To the Editor: We would like to thank the author of the correspondence for showing interest in our study [1]. The WHO-MIS-C case definition requires the absence of any obvious cause of inflammation. We did not enrol patients with definitive evidence of infections (positive antigen/PCR/blood culture) and typical clinical findings, including scrub typhus and typhoid, in our study. Dengue particularly poses a challenge as its clinical presentation may mimic MIS-C. Four of our subjects had equivocal/positive dengue-IgM titers but were NS1-antigen/PCR negative. This may be considered a nonspecific antibody elevation [2]. One subject was NS1-antigen positive, but had coronary ectasia and negative dengue-IgM-ELISA. We excluded these 5 patients. The 7-y-old boy with DKA (pH - 7, HCO3 - 5 mmol/L, RBS - 450 mg/dL) had a documented COVID infection (positive RT-PCR) 3 wk prior. He presented with fever, rashes, respiratory failure, myocarditis [ECG - elevated ST, ejection fraction (EF) - 40%], and elevated markers (proBNP > 10000 pg/mL, CRP - 197 mg/dL, D-dimer - 2600 ng/mL). Few case reports have described the association of MIS-C and DKA, purporting the hypothesis that COVID-19 infection may trigger new-onset childhood diabetes [3].

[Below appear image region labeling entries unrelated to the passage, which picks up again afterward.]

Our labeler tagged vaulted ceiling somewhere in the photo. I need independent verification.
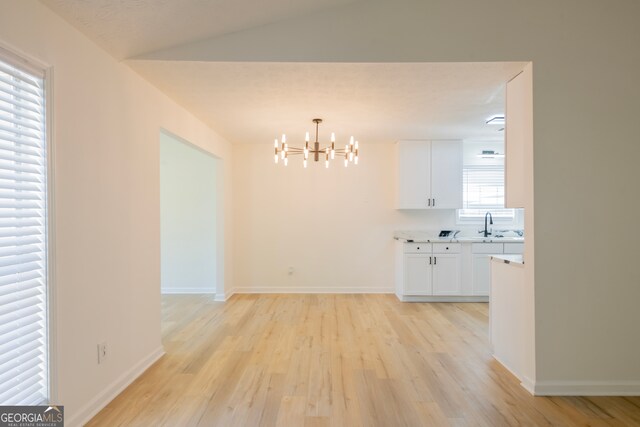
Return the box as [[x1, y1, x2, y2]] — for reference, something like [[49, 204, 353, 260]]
[[41, 0, 524, 143], [41, 0, 354, 60]]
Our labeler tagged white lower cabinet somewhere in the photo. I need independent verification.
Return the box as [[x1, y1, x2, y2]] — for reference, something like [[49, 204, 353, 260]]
[[471, 254, 491, 295], [404, 254, 433, 295], [396, 242, 524, 301], [431, 253, 461, 295]]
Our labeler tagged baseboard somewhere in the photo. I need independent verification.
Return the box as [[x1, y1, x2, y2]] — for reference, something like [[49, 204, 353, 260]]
[[533, 381, 640, 396], [396, 294, 489, 302], [65, 346, 164, 427], [160, 288, 216, 295], [234, 286, 393, 294], [520, 377, 536, 395], [214, 289, 236, 302]]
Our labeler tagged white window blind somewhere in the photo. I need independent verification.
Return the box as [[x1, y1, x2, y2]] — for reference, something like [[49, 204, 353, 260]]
[[0, 52, 49, 405], [458, 165, 515, 221]]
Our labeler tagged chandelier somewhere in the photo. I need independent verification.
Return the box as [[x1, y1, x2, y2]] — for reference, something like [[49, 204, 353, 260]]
[[273, 119, 358, 168]]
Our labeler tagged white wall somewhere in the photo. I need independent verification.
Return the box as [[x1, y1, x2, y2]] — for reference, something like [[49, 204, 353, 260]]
[[160, 132, 218, 293], [0, 0, 232, 426], [216, 0, 640, 393], [233, 141, 512, 292]]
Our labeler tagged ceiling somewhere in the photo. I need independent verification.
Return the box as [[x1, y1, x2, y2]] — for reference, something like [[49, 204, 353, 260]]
[[129, 60, 523, 143], [41, 0, 354, 59], [41, 0, 525, 143]]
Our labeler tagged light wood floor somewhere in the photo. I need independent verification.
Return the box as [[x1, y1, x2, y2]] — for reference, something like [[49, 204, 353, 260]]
[[89, 295, 640, 427]]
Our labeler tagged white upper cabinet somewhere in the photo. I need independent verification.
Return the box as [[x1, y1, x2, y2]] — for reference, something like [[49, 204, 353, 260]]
[[397, 140, 462, 209], [431, 141, 462, 209], [398, 141, 431, 209]]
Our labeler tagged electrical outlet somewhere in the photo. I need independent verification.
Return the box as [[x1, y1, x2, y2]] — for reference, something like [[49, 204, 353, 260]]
[[98, 341, 108, 364]]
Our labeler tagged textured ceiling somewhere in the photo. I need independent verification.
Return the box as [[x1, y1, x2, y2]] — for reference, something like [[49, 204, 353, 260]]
[[127, 60, 524, 143], [41, 0, 354, 59]]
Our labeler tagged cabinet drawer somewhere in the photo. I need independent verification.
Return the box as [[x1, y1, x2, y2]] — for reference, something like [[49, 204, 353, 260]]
[[504, 243, 524, 254], [433, 243, 462, 254], [471, 243, 502, 254], [404, 243, 431, 254]]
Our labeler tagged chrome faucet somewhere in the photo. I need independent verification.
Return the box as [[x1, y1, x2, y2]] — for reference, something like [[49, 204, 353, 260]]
[[478, 212, 493, 237]]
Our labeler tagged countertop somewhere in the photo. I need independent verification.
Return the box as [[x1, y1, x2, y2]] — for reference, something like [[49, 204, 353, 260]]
[[491, 254, 524, 267], [393, 231, 524, 243]]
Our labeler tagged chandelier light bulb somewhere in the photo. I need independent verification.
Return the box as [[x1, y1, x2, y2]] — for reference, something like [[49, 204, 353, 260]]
[[273, 119, 359, 168]]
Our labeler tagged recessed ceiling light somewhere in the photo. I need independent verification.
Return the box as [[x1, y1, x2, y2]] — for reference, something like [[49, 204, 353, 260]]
[[485, 115, 504, 125], [478, 150, 504, 159]]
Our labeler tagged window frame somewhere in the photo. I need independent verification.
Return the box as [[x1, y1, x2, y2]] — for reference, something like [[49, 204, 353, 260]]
[[0, 44, 59, 404], [456, 163, 521, 226]]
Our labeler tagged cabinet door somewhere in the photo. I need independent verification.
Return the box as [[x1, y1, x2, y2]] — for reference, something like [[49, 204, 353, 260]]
[[431, 141, 462, 209], [403, 254, 433, 295], [433, 254, 462, 295], [472, 254, 491, 296], [397, 141, 431, 209]]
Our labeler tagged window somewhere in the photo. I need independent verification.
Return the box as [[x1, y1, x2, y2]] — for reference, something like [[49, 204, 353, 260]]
[[0, 51, 49, 405], [458, 165, 515, 222]]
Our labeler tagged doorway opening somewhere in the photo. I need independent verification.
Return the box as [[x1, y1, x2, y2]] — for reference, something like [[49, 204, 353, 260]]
[[160, 130, 223, 294]]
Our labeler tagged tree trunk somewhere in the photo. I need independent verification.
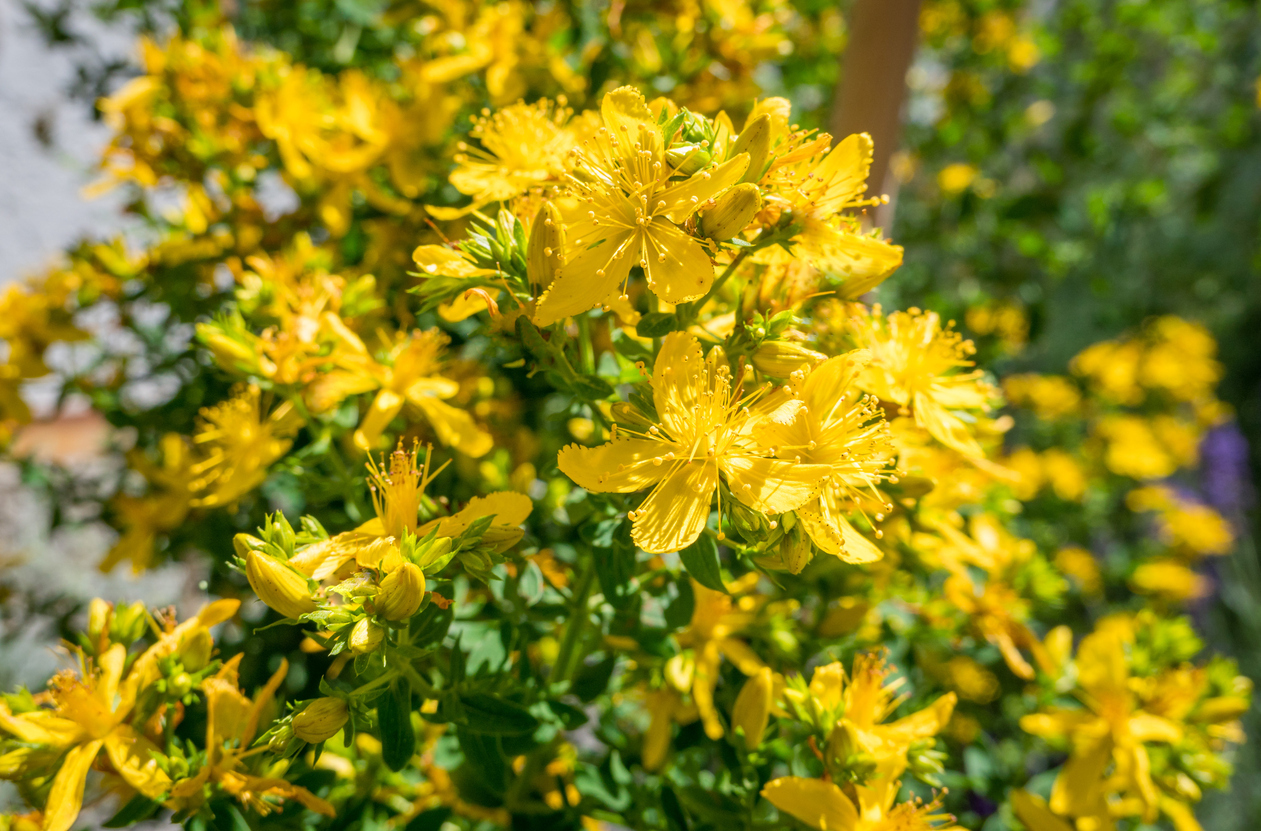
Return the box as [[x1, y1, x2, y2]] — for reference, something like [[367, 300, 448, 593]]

The classification of MIS-C severity is not well defined. We used the objective criteria described by Jonat et al. based on the vasoactive infusion score (VIS), degree of respiratory support, and other signs of organ injury [4]. In our study group, mild cases largely constituted those without a vasoactive requirement and/or minimal respiratory support. All satisfied the WHO-MIS-C criteria. The PRISM score was significantly higher in the severe group compared to others [median 17 (12–24) vs. 6 (2–9); p < 0.0001].

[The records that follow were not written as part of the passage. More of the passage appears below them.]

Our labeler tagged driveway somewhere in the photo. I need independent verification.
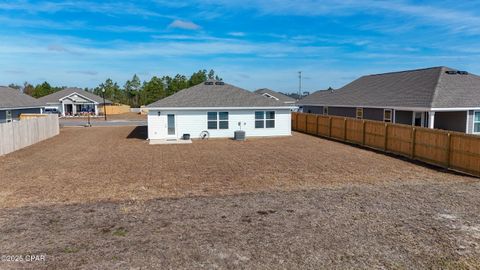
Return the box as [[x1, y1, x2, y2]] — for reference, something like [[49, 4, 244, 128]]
[[60, 118, 147, 127]]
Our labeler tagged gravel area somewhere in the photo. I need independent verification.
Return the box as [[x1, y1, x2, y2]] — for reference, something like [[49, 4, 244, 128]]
[[0, 127, 480, 269]]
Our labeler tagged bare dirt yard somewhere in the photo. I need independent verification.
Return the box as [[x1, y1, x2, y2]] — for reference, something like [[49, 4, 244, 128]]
[[62, 112, 147, 121], [0, 127, 480, 269]]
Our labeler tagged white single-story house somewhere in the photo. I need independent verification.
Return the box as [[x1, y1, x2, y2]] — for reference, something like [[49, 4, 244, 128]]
[[38, 88, 112, 116], [147, 80, 295, 142], [0, 86, 44, 123], [297, 67, 480, 135]]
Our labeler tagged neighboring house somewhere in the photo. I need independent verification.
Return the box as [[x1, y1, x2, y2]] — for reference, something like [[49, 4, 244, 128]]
[[298, 67, 480, 134], [0, 86, 44, 123], [254, 88, 296, 104], [38, 88, 112, 116], [147, 80, 295, 140]]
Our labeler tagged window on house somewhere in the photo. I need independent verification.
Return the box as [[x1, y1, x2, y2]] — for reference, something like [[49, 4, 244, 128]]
[[473, 112, 480, 133], [255, 111, 275, 128], [255, 111, 265, 128], [265, 111, 275, 128], [383, 109, 392, 122], [357, 108, 363, 119], [207, 112, 228, 129]]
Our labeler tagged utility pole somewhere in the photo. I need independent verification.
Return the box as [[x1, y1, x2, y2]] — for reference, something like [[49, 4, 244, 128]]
[[298, 71, 302, 99]]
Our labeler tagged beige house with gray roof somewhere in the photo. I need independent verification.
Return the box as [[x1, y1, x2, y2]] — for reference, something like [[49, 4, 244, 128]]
[[0, 86, 44, 123], [297, 67, 480, 134], [38, 88, 112, 116]]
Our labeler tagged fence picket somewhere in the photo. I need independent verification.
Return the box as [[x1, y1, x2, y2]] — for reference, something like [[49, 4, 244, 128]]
[[0, 115, 60, 156], [292, 113, 480, 177]]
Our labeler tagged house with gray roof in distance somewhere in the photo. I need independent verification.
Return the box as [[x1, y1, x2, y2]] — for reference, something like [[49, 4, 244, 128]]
[[298, 67, 480, 134], [147, 80, 295, 143], [254, 88, 296, 104], [38, 88, 112, 116], [0, 86, 44, 123]]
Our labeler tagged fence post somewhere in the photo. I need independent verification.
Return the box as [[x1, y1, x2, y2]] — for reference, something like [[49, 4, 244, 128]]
[[362, 120, 366, 145], [383, 124, 388, 151], [447, 133, 452, 168], [305, 114, 308, 133], [328, 117, 332, 137], [411, 128, 417, 159]]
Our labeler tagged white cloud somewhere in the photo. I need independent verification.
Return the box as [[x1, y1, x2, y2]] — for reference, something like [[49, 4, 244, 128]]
[[168, 19, 200, 30], [228, 32, 246, 37]]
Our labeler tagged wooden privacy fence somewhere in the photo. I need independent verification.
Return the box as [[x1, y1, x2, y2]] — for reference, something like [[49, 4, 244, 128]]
[[0, 115, 60, 156], [98, 104, 130, 115], [292, 113, 480, 177]]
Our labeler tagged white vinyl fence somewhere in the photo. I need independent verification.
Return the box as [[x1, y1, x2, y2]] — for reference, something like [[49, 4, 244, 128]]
[[0, 115, 60, 156]]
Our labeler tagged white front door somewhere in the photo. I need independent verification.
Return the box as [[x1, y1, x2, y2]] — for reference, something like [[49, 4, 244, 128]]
[[167, 113, 177, 138], [5, 111, 12, 123]]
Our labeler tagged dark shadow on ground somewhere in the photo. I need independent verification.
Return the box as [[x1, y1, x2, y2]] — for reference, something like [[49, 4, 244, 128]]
[[0, 185, 480, 269], [127, 126, 148, 140]]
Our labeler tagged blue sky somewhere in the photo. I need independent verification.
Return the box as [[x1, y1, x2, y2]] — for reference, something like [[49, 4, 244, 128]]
[[0, 0, 480, 92]]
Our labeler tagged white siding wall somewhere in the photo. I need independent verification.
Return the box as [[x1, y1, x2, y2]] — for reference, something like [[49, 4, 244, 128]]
[[148, 109, 291, 140]]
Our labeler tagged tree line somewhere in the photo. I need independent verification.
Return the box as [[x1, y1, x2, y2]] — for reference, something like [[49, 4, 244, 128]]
[[9, 69, 221, 107]]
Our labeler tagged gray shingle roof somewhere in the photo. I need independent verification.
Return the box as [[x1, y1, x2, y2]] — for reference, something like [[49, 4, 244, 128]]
[[254, 88, 296, 103], [0, 86, 43, 109], [38, 88, 112, 105], [298, 67, 480, 108], [147, 80, 289, 108]]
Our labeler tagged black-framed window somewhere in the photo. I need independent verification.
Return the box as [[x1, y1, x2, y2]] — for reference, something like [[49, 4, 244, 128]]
[[207, 112, 228, 129], [255, 111, 275, 128]]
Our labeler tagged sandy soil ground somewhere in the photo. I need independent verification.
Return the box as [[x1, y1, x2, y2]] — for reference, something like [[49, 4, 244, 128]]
[[0, 127, 480, 269]]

The spectrum of cardiac involvement seen included isolated elevated cardiac markers (20%), pericarditis (13%), valvulitis (6.7%), coronary abnormalities (33%), and low EF (36.7%). VIS rather than EF was used to classify cardiovascular severity [4]. In the severe group, 47.8% patients had EF < 50%, and the median VIS score was 40 (20–60). These features, along with the low incidence of coronary aneurysms, suggest that the type of cardiac involvement in severe MIS-C is variable. More epidemiological studies are needed to further our understanding of cardiac and severity determinants in MIS-C.